The record below showed that buyers’ attorneys cut their bill from $242,091.50 to $179,873 before a 1.31 multiplier was applied by the trial court. Lodestar enhancers are indeed permissible under Civil Code section 1717. (PLCM Group, Inc. v. Drexler, 22 Cal.4th 1084, 1095 (2000) [one of our Leading Cases].) The appellate panel had no difficulty concluding that this multiplier was modest given the complexity of the case—reinforced by the prolix opening appellate brief which raised “a seemingly endless stream of issues (some borderline, some arguable, one actually meritorious)—thunders a very great ‘volume’ of support of the soundness of the trial court’s exercise of discretion. The reply brief–even larger—speaks literally another volume.” (BLOG OBSERVATION-So who doesn’t think that appellate courts pay attention to the litigiousness of parties when reviewing discretionary issues?)

Homeowner Association Neighbor Feud—Tree Obstruction/View Protection Case.
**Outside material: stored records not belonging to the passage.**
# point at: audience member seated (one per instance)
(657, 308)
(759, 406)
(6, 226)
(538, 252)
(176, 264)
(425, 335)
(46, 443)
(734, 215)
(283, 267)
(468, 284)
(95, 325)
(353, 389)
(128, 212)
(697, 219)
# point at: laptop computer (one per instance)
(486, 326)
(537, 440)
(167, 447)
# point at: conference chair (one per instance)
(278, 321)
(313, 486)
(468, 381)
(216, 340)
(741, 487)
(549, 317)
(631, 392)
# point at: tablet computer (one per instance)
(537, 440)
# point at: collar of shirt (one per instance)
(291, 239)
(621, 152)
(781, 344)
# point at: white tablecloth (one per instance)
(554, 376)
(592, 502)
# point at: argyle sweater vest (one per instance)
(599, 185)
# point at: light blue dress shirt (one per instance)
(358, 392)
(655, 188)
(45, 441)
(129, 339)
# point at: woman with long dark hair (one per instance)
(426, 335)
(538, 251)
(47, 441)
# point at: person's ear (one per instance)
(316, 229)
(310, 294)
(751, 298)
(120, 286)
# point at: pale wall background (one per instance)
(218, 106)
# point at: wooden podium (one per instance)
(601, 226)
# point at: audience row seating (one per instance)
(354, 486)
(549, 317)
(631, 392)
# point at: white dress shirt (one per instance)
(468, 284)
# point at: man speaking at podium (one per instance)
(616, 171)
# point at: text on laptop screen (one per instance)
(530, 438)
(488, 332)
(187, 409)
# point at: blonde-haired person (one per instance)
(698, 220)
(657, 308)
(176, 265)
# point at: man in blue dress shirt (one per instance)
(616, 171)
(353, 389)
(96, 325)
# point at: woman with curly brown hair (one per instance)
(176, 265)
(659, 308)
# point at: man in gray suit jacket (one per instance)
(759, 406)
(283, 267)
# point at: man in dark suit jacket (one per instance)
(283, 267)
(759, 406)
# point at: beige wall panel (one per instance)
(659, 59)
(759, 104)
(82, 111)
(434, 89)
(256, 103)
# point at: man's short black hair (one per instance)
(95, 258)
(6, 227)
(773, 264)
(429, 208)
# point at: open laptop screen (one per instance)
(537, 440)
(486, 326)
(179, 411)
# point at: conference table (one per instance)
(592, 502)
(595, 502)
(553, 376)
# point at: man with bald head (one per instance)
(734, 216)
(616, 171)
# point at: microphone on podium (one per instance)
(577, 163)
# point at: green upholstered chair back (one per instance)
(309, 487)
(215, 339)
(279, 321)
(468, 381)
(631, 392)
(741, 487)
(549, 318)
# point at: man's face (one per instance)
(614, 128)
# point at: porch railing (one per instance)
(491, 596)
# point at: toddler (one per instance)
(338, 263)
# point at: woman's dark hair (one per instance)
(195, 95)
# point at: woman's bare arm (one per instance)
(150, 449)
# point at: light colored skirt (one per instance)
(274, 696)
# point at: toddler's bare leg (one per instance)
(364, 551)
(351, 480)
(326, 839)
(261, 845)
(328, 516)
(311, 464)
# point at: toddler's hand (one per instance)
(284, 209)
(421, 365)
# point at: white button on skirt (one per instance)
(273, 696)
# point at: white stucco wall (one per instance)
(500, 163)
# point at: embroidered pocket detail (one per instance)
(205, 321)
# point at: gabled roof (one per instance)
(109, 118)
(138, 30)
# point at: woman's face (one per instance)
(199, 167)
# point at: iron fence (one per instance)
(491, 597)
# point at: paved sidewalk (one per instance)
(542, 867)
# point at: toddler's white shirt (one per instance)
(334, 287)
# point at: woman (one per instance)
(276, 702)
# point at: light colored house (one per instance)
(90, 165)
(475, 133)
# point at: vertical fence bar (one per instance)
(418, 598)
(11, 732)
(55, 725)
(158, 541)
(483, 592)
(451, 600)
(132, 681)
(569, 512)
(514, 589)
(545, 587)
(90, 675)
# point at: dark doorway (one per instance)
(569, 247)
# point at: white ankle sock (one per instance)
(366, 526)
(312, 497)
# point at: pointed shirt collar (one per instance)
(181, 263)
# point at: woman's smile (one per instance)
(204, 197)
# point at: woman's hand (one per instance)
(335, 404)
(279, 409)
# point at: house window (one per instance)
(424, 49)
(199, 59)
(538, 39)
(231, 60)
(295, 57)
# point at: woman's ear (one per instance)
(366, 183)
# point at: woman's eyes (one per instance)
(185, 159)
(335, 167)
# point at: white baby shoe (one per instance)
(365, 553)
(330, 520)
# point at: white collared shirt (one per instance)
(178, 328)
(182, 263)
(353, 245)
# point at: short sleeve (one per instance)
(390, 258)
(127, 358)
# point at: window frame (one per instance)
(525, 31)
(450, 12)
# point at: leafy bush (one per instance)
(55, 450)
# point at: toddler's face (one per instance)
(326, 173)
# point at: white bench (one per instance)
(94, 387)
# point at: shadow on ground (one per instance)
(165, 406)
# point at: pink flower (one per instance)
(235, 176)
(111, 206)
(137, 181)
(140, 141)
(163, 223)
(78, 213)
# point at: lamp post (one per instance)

     The second case involves a frequently recurring theme—neighbors battling over their right to protect unobstructed views, balanced against other neighbors who do not want to cut their vegetation (usually, palm trees). Unfortunately, the loser can often times bear the attorney’s fees freight, as Ross v. Emley, Case No. G037688 (4th Dist., Div. 3 Nov. 19, 2008) (unpublished) illustrates.

     This neighborhood tree obstruction dispute arose out of the Meredith Canyon development in San Juan Capistrano. Plaintiff neighbors reached a settlement with defendant neighbors by which their trees had to be trimmed, subject to certain conditions, so that unobstructed ocean views were preserved. The issue of attorney’s fees, however, was reserved for determination by the trial court in the settlement agreement. Ultimately, plaintiff neighbors were awarded $52.750.50 in fees, a reduction of over $8,600 in the amount requested. Defendant neighbors were not happy, appealed, and lost.

     Even though Civil Code section 1717(b)(2) states there is no prevailing party under a fees clause where an action is dismissed pursuant to a settlement, defendants waived this protection by stipulating that the fee question could be decided by the trial court after settlement of the merits of the claims. (Jackson v. Homeowners Assn. Monte Vista Estates-East, 93 Cal.App.4th 773, 784 (2001).) Beyond that, plaintiffs were entitled to a fee award under Civil Code section 1354—which allows prevailing parties to recoup fees where they enforce CC&Rs. Under section 1354, the trial court has jurisdiction to determine who is the prevailing party even after voluntary dismissal, whether by settlement or otherwise. (E.g., Kim v. Euromotors West/The Auto Gallery, 149 Cal.App.4th 170, 178 (2007); Parrott v. Mooring Townhomes Assn., Inc., 112 Cal.App.4th 873, 877 (2003).)

     Because “prevailing party” status depends on a pragmatic determination of the extent to which each party has realized its litigation objectives, the trial court did not err in determining that plaintiff neighbors achieved their main objective by obtaining removal of obstructions to their ocean views.

     The amount of fees awarded was not excessive, the appellate panel ruled. The trial court disallowed excessive and unsupported fees, as well as not awarding fees until after the defendant neighbors failed to comply with obstruction removal deadlines set by the homeowners’ association. No abuse of discretion was found in the fee award rendered in the case of the feuding neighbors in ocean view neighborhoods rimmed with palm trees.